First International Symposium on Rocket and Satellite Meteorology opened in Washington, D.C. Attended by some 500 delegates from more than 20 nations, the conference was sponsored by the World Meteorological Organization, the International Union of Geodesy and Geophysics, and the Committee on Space Research of the International Council of Scientific Unions. It was hoped that the symposium would lead to an international sounding rocket program during the International Year of the Quiet Sun in 1964-65.

National Council of the Federation of American Scientists adopted a policy statement that space activities should be classified only when there are compelling military reasons.

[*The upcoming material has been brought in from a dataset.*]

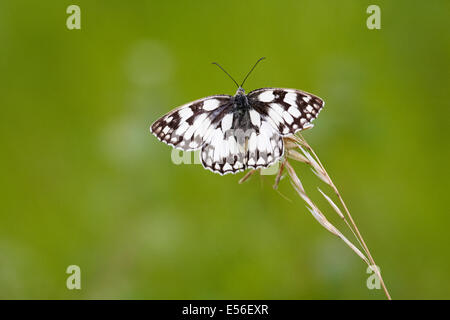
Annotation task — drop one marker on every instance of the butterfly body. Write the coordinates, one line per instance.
(239, 132)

In Voice of America broadcast, Dr. Leo Goldberg of the Harvard College Observatory reported that the accumulation of knowledge in solar physics is proceeding "at a fantastic rate, due to the inherent importance of the subject coupled with a sudden fusing of new instrumental techniques and theoretical ideas." Dr. Goldberg noted that sun spots in the photosphere have been the object of intense study since Galileo but that "observations have not yet been synthesized to provide even an accurate description of their physical nature, let alone the mechanism of their origin." Crediting high-altitude rockets for initial detection and occasional study of bidden solar radiation, detailed study requires continuous observation of the sun on a 24-hour basis, which "can only be accomplished with the aid of one or more satellite observatories." National Academy of Sciences awarded the J. Lawrence Smith Medal for outstanding achievement in the investigation of meteoric bodies to Dr. Harold C. Urey of the University of California of San Diego. The award was based upon Dr. Urey's many publications on the chemical composition of meteorites, only one of his most recent fields of interest. He received the Nobel Prize for Chemistry in 1934. After World War II he launched into speculations concerning the origin of the solar system, the cosmic abundance of the elements, the composition and structure of the moon and the planets, the latter work depending upon his chemical analysis of meteorites.